Die acht ausgesprochen heterogenen Fußballfreunde jedenfalls summen die Melodie der Ouvertüre vor sich hin, begleitet von den leisen Piano-Klängen von Andreas Hirschmann. Der bestreitet den gesamten instrumentellen Part dieses Liederabends und begibt sich damit gegen die Übermacht großer Schauspieler in die Rolle des TSV Vestenbergsgreuth weiland gegen Bayern München. Fragen Sie mal einen Bayern-Fan, wie’s ausgegangen ist, damals 1994! Heute aber verbinden sich Hirschmann und das Ensemble in großer Harmonie, und ein jeder bekommt sein Solo, mit dem er glänzen kann.
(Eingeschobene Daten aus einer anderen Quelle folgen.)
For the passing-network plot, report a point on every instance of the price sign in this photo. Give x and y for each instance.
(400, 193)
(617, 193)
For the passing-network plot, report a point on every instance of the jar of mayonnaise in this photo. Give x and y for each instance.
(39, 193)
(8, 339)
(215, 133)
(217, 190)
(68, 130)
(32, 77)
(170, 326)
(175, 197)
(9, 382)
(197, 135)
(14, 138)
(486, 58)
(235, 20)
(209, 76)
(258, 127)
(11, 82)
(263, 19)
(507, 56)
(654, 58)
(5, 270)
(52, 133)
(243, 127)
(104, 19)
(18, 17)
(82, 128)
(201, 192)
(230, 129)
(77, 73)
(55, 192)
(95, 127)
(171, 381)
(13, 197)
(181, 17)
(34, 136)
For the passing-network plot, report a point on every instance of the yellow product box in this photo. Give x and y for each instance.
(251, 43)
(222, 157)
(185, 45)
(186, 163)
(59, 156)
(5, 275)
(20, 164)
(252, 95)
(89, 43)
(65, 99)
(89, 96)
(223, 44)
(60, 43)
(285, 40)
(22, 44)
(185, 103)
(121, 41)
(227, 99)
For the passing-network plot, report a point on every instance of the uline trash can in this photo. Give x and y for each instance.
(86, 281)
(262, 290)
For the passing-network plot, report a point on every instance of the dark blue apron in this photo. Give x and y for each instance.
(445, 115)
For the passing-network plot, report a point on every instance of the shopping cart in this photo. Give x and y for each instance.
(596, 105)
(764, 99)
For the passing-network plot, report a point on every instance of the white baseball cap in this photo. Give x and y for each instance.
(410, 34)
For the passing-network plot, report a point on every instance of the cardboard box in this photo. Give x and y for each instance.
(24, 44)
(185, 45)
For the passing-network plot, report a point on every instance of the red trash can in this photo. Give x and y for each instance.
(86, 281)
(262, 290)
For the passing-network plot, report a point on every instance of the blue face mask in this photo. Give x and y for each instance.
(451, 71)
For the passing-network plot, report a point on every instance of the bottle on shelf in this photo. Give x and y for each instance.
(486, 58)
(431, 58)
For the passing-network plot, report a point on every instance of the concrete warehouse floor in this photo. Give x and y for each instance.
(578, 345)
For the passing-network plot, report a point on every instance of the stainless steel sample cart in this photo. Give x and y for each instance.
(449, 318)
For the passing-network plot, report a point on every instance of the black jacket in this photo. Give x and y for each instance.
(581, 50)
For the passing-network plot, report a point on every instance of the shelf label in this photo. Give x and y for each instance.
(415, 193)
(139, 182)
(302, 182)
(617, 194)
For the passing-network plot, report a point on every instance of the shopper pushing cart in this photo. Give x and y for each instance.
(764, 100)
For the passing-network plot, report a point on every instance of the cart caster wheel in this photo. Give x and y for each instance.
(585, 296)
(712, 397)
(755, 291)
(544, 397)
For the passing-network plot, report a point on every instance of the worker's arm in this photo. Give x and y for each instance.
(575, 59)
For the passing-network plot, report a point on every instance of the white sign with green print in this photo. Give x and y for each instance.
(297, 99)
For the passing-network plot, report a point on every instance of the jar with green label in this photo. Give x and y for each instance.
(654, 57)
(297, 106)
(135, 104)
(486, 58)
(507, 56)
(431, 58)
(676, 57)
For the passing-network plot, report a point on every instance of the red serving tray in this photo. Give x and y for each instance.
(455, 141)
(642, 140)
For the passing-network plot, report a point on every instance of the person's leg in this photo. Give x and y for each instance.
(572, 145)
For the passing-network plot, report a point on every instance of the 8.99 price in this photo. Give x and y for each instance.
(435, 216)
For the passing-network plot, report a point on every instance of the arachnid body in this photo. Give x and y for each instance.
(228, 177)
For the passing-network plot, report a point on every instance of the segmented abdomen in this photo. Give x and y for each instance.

Ein früher Höhepunkt gelingt Michael Wittenborn mit einem alten Rühmann-Hit: Da sitzt ein Ganove vom Kiez mit fettigem Haar und wegwerfender Macho-Geste und berichtet mehr sprechend als singend: „Ich brech‘ die Herzen der stolzesten Frau’n…“ Schon simmer hin: Wir schütteln uns vor Lachen, die Damen vielleicht auch vor Ekel beim Gedanken daran, dass sie einem solchen Typen verfallen könnten. Dass Wittenborn auch Wittenbrink kann, wissen wir, seitdem er beim Durchbruch dieses Meisters aller Liederabende als grauer Bürobote am Deutschen Schauspielhaus Hamburg die vertrockneten Sekretärinnen mit „Una bella canzone“ in sexuelle Ekstase versetzte – auch das ist nun schon siebzehn Jahre her. Carlo Ljubek hat Grönemeyers „Flugzeuge im Bauch“ und Schatten im Blick – er wird irre an seinem Liebeskummer, so dass das ganze wunderschöne Lied zu einem völlig geisteskranken, atemberaubenden Medley aus allen denkbaren Grönemeyer-Hits explodiert. Torsten Peter Schnick, der von den großen Kölner Fußball-Zwergen Pierre Littbarski und Thomas Hässler noch um einige Zentimeter an Körperlänge überragt wird, ist der Schüchterne und erfreut uns mit einem Hooligan-Kontrastprogramm: „Wenn ich groß bin, liebe Mutter…“; alles andere als schüchtern ist Andreas Grötzinger als mit südeuropäischem Akzent radebrechender Gigolo, Robert Dölle zeigt den Mann von seiner weichen, warmherzigen Seite, wenn er kaum verfremdet Alexandras „Mein Freund, der Baum“ intoniert, und Yorck Dippe macht aus Queens „Bohemian Rhapsody“ die Hymne auf die andere typisch-männliche Spießer-Freude: das Barbecue.

Is this the real life? Is this just fantasy? Vielleicht ist es ja wirklich ein Querschnitt durch die verschiedenen verschrobenen Typen im Fußball-Stadion – zumindest damals, 1997, als der Liederabend uraufgeführt wurde und noch nicht gar so viele Frauen das Stadion bevölkerten wie heute. Es ist, seien wir ehrlich, nicht Wittenbrinks bester Liederabend; er kommt an die sagenhaften Sekretärinnen und auch an die vor zehn Jahren in der heutigen Erstliga-Stadt Düsseldorf uraufgeführten Mütter nicht heran. Allzu isoliert stehen die einzelnen Lieder nebeneinander, und was sie verbindet, muss man mit der Lupe suchen. Aber ein Heiden-Spaß ist die Angelegenheit doch.

Karin Beier übrigens hatte im Jahre 2007 bei Antritt ihrer Intendanz in Köln ungefragt versprochen, sie werde niemals so einen billigen Liederabend anbieten, mit denen andere Häuser ihre Kassen füllten. Clemens Sienknecht hat sie schnell eines Besseren belehrt. Und jetzt zeigt uns das Haus zum Abschluss gar einen der Klassiker – ohne Tiefgang, aber mit viel Entertainment. Böse sind wir Karin Beier deswegen nicht; stolz tragen wir die Poldi-Monstranz nach Hause. Vermutlich werden wir auch Frau Beier noch hinterherrufen: „Wärst du doch am Schauspielhaus geblieben…“ Und wenn sie Köln am Saisonende verlässt, werden wir ihr aus voller Kehle ein „You shall never walk alone“ hinterherschmettern.